Thursday, April 27, 2006
The couple who wrote Open Embrace have changed their minds about contraception.
One of their cited books is The Sacrament of Love by Paul Evdokimov, an Orthodox theologian who is a very good and convincing writer. He happens to be wrong, but he makes a very pretty and tempting case for contraception. If you read him, just keep reminding yourself about the Cross. Does he see it as having a place in marriage? If not, how does his theology stay together?
"our personal experience in the past five years has shown that we had a lot to learn about NFP, and that there is a dark side we weren’t aware of... NFP reaches a point where it is more harmful for a marriage than good."
I just feel for these people. They "discovered" the wrongness of contraception and embraced it with joy... but did not anticipate that beauty and fruitfulness is only found bound up with the Cross. Do you remember Christ's words:
Other seed fell on rocky ground, where it had not much soil, and immediately it sprang up, since it had no depth of soil; and when the sun rose it was scorched, and since it had no root it withered away. (Mk 4:5-6)
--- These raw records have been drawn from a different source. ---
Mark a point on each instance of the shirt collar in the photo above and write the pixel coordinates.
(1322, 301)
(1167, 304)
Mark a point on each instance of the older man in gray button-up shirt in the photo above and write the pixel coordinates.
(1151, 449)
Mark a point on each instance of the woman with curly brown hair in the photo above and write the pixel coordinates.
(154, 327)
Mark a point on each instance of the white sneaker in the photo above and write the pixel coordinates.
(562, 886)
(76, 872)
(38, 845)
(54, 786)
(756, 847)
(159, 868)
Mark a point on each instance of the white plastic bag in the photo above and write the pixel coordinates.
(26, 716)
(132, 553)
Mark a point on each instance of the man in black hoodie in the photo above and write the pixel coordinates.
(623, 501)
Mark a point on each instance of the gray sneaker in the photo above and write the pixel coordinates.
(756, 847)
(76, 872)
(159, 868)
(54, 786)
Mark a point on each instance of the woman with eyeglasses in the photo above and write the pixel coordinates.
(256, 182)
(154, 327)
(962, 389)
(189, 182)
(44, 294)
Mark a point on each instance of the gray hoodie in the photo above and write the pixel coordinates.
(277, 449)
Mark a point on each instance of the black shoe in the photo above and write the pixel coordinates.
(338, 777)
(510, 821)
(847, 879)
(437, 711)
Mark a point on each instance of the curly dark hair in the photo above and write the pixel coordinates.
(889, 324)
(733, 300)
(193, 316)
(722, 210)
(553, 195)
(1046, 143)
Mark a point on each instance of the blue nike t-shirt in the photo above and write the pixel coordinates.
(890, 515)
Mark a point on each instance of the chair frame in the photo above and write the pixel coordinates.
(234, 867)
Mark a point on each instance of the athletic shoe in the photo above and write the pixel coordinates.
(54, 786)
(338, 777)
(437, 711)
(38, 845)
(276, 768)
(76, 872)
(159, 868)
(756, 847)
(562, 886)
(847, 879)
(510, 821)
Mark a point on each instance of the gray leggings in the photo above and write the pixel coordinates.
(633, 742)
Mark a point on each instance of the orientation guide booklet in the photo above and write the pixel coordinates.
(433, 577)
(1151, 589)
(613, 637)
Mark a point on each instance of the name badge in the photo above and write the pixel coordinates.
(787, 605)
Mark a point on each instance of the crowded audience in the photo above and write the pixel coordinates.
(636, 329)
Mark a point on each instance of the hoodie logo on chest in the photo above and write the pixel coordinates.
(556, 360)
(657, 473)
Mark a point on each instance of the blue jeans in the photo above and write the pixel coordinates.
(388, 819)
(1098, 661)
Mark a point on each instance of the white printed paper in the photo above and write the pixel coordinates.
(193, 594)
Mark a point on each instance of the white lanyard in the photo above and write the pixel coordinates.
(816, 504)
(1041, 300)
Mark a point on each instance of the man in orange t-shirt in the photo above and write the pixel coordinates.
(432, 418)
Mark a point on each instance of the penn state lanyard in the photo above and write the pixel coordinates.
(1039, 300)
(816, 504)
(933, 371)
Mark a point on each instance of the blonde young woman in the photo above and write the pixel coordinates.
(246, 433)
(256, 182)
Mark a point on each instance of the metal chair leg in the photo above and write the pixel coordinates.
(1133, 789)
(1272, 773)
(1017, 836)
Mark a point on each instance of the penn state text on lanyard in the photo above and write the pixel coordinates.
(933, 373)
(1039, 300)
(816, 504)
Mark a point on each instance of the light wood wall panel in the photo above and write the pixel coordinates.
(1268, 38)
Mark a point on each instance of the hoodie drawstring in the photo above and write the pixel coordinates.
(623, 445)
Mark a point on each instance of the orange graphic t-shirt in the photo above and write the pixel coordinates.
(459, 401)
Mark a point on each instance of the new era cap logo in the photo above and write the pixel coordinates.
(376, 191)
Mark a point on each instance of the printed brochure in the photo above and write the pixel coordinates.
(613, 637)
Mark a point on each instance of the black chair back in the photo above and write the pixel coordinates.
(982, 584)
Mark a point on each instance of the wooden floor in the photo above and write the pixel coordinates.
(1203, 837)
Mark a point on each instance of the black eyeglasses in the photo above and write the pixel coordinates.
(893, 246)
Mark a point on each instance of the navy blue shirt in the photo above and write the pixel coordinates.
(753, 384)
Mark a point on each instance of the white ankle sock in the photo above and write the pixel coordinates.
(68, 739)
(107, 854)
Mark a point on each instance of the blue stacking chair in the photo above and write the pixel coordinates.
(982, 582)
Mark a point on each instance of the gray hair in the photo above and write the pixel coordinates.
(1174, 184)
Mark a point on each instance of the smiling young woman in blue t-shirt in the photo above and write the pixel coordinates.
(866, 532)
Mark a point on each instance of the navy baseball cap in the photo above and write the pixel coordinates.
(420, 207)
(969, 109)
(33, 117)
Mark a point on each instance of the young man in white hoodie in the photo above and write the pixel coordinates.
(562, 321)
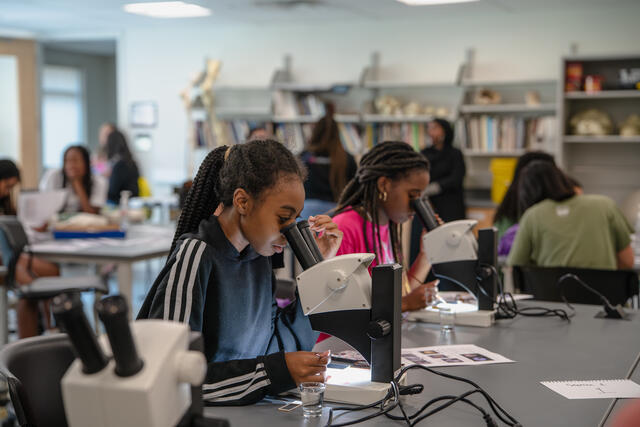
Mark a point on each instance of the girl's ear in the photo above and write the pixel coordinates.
(383, 184)
(242, 201)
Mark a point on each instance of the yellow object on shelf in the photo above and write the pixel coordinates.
(144, 189)
(502, 170)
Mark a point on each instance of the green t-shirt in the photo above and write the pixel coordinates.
(585, 231)
(503, 224)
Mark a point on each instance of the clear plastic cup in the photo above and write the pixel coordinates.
(312, 397)
(447, 318)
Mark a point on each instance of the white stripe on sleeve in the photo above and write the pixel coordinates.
(167, 291)
(192, 280)
(251, 389)
(213, 386)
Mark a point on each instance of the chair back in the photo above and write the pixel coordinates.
(33, 369)
(13, 240)
(542, 282)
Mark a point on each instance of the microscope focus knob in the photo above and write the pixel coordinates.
(378, 329)
(191, 367)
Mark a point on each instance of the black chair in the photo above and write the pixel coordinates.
(542, 282)
(33, 369)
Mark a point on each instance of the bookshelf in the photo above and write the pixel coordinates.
(604, 164)
(505, 129)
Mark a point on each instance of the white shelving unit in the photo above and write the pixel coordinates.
(608, 164)
(512, 105)
(605, 94)
(509, 109)
(606, 139)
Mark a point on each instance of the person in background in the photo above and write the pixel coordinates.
(373, 206)
(330, 167)
(124, 170)
(28, 311)
(9, 178)
(99, 163)
(506, 241)
(560, 228)
(219, 277)
(445, 190)
(507, 212)
(86, 192)
(577, 186)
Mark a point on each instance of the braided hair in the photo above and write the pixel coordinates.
(254, 166)
(391, 159)
(87, 182)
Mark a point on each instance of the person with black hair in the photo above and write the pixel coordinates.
(445, 189)
(219, 277)
(373, 206)
(330, 166)
(124, 173)
(86, 192)
(9, 178)
(507, 212)
(559, 228)
(28, 266)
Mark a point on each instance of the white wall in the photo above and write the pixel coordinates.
(9, 109)
(100, 87)
(156, 63)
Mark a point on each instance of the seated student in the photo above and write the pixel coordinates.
(219, 277)
(124, 170)
(27, 310)
(560, 228)
(374, 205)
(330, 166)
(85, 192)
(507, 212)
(506, 241)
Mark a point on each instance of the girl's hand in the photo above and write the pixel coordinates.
(329, 237)
(307, 366)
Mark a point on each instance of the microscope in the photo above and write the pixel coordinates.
(456, 255)
(342, 299)
(145, 374)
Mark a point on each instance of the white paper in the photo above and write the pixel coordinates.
(595, 389)
(451, 355)
(37, 208)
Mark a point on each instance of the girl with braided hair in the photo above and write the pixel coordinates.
(374, 205)
(219, 277)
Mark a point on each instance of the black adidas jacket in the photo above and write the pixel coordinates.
(228, 296)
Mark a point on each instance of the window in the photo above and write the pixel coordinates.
(63, 112)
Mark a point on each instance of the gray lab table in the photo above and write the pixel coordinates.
(143, 242)
(543, 348)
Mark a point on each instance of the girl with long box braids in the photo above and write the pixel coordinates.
(373, 206)
(219, 276)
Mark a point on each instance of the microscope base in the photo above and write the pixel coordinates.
(481, 318)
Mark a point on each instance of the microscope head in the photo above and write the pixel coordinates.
(336, 284)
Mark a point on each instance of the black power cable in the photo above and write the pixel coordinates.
(500, 413)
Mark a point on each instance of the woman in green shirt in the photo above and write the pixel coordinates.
(507, 212)
(560, 228)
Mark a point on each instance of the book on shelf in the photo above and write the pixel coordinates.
(411, 133)
(290, 105)
(508, 134)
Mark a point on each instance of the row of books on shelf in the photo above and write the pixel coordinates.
(355, 140)
(289, 104)
(411, 133)
(508, 134)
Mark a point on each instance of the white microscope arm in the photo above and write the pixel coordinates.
(453, 241)
(339, 283)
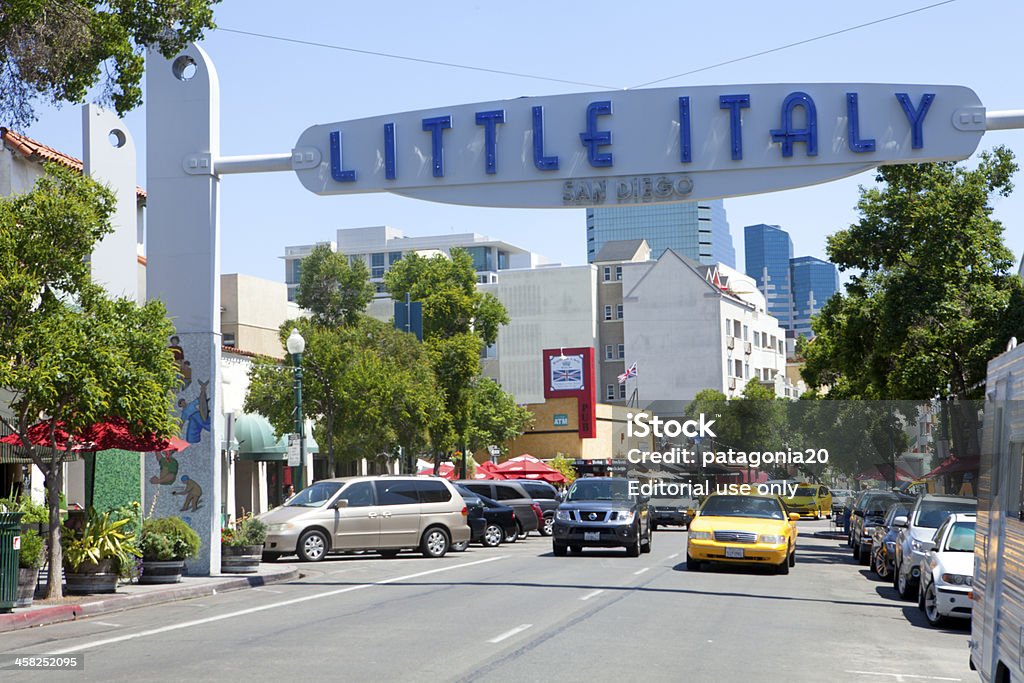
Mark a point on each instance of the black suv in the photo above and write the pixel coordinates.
(544, 495)
(598, 512)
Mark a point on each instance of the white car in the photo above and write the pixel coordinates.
(947, 571)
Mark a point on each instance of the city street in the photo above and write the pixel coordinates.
(518, 613)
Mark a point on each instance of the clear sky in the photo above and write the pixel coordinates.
(272, 90)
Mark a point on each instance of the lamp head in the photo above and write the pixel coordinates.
(295, 343)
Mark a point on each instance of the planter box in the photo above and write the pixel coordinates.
(92, 578)
(241, 559)
(156, 571)
(27, 580)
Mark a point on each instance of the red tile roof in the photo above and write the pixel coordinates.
(34, 151)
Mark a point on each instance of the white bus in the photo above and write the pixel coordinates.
(997, 622)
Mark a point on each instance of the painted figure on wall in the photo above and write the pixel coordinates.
(193, 493)
(168, 469)
(196, 415)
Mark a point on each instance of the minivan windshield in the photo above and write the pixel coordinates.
(314, 496)
(599, 488)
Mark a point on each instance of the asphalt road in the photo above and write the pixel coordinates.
(518, 613)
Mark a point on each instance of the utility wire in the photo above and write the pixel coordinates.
(785, 47)
(416, 59)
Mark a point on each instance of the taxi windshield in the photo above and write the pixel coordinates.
(742, 506)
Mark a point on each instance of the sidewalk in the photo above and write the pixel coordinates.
(130, 596)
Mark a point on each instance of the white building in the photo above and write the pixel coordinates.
(381, 246)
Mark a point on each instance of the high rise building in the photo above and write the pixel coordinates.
(768, 252)
(814, 282)
(696, 229)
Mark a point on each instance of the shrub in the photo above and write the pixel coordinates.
(168, 539)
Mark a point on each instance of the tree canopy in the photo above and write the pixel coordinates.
(56, 50)
(73, 355)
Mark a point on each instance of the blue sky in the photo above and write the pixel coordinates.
(271, 91)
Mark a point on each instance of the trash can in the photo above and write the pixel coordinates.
(10, 545)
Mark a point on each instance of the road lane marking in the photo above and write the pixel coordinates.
(903, 677)
(510, 633)
(251, 610)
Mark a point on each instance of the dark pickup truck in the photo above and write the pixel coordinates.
(598, 512)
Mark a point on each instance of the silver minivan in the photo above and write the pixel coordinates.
(385, 514)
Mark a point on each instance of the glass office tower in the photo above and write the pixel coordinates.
(696, 229)
(814, 282)
(769, 250)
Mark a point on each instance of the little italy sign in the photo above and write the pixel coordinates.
(640, 146)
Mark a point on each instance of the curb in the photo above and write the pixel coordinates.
(59, 613)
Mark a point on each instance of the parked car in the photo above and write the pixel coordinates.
(385, 514)
(499, 520)
(672, 511)
(545, 496)
(867, 511)
(884, 539)
(527, 513)
(916, 531)
(474, 517)
(947, 572)
(742, 529)
(810, 500)
(598, 512)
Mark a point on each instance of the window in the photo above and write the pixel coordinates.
(358, 495)
(396, 493)
(433, 492)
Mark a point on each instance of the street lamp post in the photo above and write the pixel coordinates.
(296, 345)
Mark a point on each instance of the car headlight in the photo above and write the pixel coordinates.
(957, 579)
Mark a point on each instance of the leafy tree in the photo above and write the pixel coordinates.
(73, 355)
(495, 418)
(458, 322)
(57, 49)
(332, 288)
(934, 295)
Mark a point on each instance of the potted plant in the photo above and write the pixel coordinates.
(242, 546)
(30, 560)
(166, 544)
(95, 558)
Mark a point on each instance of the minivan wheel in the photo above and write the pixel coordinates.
(435, 543)
(492, 536)
(312, 546)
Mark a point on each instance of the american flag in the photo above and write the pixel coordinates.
(632, 372)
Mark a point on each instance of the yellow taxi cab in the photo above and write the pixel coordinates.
(810, 500)
(742, 529)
"We now fully believe in the power of the Resurrection and we no longer live our lives constantly on the alert for "selfishness."... One example: wanting to make love to your spouse often is a good thing, but NFP often lays an unfair burden of guilt on men for feeling this."
Can't have Easter without Good Friday. And I know I for one do have to live my life on the alert for selfishness! NFP is certainly not designed to make men feel guilty- in fact, I believe it stresses the goodness of wanting to be with your spouse but suggests that this has to be at the service of love.
"We also see honest congruity with the language of the body by saying "no" to conception with our bodies (via barrier methods or sensual massage) when our minds and hearts are also saying "no" to conception. "
Now that is very interesting!! wow!! Basically, by affirming the language of the body, they argue that since they're not open to life, they shouldn't pretend to be. They're so honest, you see... they jsut don't take it the next step-"if we're not open to life, and this is inherently a life-giving act, maybe we shouldn't be doing it." So they recognize, in a way, that they are not giving themselves fully to the other because they reject the fertility of the other and any possible child that could come from the union. There can be darn good reasons for avoiding a pregnancy; the question is whether that means you can determine what the sexual act means.
The couple advocates "realistic abstinence." Pet peeve of mine, this whole "realistic" argument. As Annie would say, "What are the concrete possibilities of man?!?! What man are we talking about? Man redeemed by Christ??"
As for it being a theological attack on women to require abstinence... interesting choice of language there. Maybe the fact that God created women in this way (that her peak sexual desire corresponds to ovulation) should actually be teaching us about women rather than annoying us. Perhaps it's true that her sexuality is deeply imbedded in and informed by the possibility of giving life. Makes sense to me. Seems like really good motivation to have lots of babies.